Cataract is a clouding of the normally clear lens of the eye. It can be compared to a window that is frosted or yellowed. The amount and pattern of cloudiness within the lens can vary. If the cloudiness is not near the center of the lens, you may not be aware that a cataract is present. There are many misconceptions about cataract.
The most common type of cataract is related to aging of the eye.
How quickly the cataract develops varies among individuals and may even be different between the two eyes. Most age-related cataracts progress gradually over a period of years.
Other cataracts, especially in younger people and people with diabetes, may progress rapidly over a short time. It is not possible to predict exactly how fast cataracts will develop in any given person.
By performing a thorough eye examination, your ophthalmologist (Eye M.D.) can detect the presence of a cataract. A careful evaluation will also rule out any other conditions that may be causing blurred vision or other eye problems. Problems with other parts of the eye (such as the cornea, retina or optic nerve) can be responsible for vision loss and may prevent you from having much or any improvement in vision after cataract surgery. If improvement in your vision is unlikely, cataract removal may not be recommended. Your ophthalmologist can tell you how much visual improvement is likely.
Surgery is the only way a cataract can be removed. However, if symptoms of cataract are not bothering you very much, surgery may not be needed. Sometimes a simple change in your eyeglass prescription may be helpful. No medications, dietary supplements or exercises have been shown to prevent or cure cataracts.
Protection from excessive sunlight may help slow the progression of cataracts. Sunglasses that screen out ultraviolet (UV) light rays or regular eyeglasses with a clear, anti-UV coating offer this protection.
Surgery should be considered when cataracts cause enough loss of vision to interfere with your daily activities. It is not true that cataracts need to be “ripe” before they can be removed or that they need to be removed just because they are present. Cataract surgery can be performed when your visual needs require it. You must decide if you can see well enough to do your job, drive safely, and read or watch TV in comfort. Does your vision allow you to perform daily tasks, such as cooking, shopping, doing yard work or taking medications without difficulty? Based on your symptoms, you and your ophthalmologist should decide together when surgery is appropriate.

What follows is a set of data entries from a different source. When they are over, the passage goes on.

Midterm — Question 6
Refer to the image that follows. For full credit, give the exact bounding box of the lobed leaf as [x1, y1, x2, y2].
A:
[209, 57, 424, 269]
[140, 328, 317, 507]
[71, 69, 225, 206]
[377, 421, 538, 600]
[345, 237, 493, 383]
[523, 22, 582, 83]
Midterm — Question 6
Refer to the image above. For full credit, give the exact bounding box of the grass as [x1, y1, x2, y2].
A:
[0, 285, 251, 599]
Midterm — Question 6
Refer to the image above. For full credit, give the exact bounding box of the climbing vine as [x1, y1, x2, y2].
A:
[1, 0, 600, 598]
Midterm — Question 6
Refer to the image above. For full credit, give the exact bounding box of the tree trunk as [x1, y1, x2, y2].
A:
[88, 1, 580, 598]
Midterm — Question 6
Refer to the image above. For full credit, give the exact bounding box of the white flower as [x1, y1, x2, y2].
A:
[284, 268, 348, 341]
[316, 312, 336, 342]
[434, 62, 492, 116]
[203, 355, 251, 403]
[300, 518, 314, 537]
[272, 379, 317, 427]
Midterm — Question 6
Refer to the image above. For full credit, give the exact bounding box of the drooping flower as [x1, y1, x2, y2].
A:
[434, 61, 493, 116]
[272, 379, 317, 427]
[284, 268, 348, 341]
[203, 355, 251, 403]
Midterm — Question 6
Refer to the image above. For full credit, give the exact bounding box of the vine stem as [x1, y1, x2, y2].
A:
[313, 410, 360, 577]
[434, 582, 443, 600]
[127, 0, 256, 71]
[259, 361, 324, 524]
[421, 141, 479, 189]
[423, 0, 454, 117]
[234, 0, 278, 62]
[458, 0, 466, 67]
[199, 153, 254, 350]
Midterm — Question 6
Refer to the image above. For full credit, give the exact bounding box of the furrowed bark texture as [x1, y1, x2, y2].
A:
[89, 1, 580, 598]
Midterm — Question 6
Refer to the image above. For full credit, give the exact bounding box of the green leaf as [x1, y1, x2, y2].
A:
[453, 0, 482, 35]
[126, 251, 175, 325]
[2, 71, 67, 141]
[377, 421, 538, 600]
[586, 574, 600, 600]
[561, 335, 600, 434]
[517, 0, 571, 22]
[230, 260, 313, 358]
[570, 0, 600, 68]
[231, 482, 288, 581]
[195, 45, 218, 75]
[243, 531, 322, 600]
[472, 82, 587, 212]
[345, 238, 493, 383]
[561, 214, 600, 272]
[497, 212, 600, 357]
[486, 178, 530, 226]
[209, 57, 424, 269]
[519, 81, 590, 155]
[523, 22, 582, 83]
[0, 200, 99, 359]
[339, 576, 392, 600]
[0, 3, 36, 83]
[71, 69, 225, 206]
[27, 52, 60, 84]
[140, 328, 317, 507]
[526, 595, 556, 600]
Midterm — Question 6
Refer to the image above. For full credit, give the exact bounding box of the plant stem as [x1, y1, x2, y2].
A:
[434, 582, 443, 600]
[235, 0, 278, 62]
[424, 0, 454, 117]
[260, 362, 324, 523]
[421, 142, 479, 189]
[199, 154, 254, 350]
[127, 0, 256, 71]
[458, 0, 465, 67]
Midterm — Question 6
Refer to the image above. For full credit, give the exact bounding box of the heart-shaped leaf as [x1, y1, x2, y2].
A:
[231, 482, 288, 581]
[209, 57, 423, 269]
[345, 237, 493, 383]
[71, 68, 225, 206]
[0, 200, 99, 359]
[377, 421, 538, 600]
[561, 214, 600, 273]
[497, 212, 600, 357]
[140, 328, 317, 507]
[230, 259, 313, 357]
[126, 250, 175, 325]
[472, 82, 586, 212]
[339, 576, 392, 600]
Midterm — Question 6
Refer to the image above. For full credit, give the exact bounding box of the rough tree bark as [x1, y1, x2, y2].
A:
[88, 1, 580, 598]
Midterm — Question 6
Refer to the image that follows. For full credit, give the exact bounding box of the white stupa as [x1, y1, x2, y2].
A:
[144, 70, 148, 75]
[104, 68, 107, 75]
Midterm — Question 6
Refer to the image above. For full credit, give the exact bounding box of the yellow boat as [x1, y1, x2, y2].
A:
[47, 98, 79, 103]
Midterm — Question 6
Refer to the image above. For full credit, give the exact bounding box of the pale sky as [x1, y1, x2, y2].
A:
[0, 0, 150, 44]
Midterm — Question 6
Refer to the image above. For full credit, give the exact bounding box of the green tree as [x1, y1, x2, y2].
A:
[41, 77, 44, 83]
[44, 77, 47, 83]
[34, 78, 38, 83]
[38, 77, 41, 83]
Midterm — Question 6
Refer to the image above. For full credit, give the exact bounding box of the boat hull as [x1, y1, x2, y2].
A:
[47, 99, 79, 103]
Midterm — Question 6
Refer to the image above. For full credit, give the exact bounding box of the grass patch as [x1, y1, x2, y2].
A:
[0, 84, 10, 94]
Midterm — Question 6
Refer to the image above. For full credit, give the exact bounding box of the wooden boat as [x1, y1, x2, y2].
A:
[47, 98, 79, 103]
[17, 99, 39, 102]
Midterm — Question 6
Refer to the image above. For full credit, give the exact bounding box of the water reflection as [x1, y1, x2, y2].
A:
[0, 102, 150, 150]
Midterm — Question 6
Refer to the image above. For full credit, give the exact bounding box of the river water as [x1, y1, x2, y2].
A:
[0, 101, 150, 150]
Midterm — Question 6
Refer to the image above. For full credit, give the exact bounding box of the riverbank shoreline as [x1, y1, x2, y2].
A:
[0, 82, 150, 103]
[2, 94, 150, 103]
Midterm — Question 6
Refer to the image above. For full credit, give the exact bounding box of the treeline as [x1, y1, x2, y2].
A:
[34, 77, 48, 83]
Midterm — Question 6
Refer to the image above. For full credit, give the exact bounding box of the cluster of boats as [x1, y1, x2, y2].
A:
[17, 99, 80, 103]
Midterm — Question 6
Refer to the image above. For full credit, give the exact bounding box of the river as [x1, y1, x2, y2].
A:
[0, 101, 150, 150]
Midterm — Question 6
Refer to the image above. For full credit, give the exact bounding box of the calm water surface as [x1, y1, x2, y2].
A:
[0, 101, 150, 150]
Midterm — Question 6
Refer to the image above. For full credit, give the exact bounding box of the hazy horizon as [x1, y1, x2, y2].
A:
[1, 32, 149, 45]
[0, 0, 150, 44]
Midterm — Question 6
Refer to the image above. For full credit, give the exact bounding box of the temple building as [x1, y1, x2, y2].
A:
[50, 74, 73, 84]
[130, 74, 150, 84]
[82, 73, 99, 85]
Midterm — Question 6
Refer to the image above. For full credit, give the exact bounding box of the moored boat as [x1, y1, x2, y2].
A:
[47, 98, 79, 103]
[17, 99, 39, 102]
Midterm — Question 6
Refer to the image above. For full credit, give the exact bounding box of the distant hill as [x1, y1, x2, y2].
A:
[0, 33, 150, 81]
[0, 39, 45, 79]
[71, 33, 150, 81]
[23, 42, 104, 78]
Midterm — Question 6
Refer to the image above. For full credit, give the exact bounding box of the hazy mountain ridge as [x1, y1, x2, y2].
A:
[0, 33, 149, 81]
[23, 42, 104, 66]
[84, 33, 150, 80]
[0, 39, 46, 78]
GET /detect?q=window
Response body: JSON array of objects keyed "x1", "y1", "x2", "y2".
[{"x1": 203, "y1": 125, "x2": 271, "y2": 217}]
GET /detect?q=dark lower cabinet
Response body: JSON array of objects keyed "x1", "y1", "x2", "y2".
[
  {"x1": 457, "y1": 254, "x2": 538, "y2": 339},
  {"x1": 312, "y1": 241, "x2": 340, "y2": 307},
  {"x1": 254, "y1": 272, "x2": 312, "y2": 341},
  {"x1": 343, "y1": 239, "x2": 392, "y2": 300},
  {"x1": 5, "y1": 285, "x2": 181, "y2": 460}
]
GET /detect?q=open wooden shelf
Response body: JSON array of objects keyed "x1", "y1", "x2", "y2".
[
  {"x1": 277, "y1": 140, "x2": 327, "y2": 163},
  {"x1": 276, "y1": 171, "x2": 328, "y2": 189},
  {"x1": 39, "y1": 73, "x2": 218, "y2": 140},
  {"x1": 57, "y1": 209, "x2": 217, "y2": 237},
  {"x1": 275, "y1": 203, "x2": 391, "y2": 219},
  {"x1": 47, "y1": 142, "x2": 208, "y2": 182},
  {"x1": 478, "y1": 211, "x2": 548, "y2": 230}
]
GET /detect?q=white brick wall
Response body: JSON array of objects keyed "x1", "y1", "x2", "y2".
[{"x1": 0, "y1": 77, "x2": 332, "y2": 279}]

Over 1.8 million people have cataract surgery each year in the United States, and more than 95% of those surgeries are performed with no complications. During cataract surgery, which is usually performed under local or tropical anesthesia as an outpatient procedure, the cloudy lens is removed from the eye. In most cases, the focusing power of the natural lens is restored by replacing it with a permanent intraocular lens implant. Your ophthalmologist performs this delicate surgery using a microscope, miniature instruments and other modern technology.
After surgery, you will have to take eyedrops as your ophthalmologist directs. Your surgeon will check your eye several times to make sure it is healing properly.
Cataract surgery is a highly successful procedure. Improved vision is the result in 95% of cases, unless there is a problem with the cornea, retina, optic nerve or other structures. It is important to understand that complications can occur during or after the surgery, some severe enough to limit vision. If you experience even the slightest problem after cataract surgery, your ophthalmologist will want to hear from you immediately. In many people who have cataract surgery, the natural capsule that supports the intraocular lens becomes cloudy. If this occurs, your ophthalmologist can perform an outpatient laser procedure to open this cloudy capsule, restoring clear vision.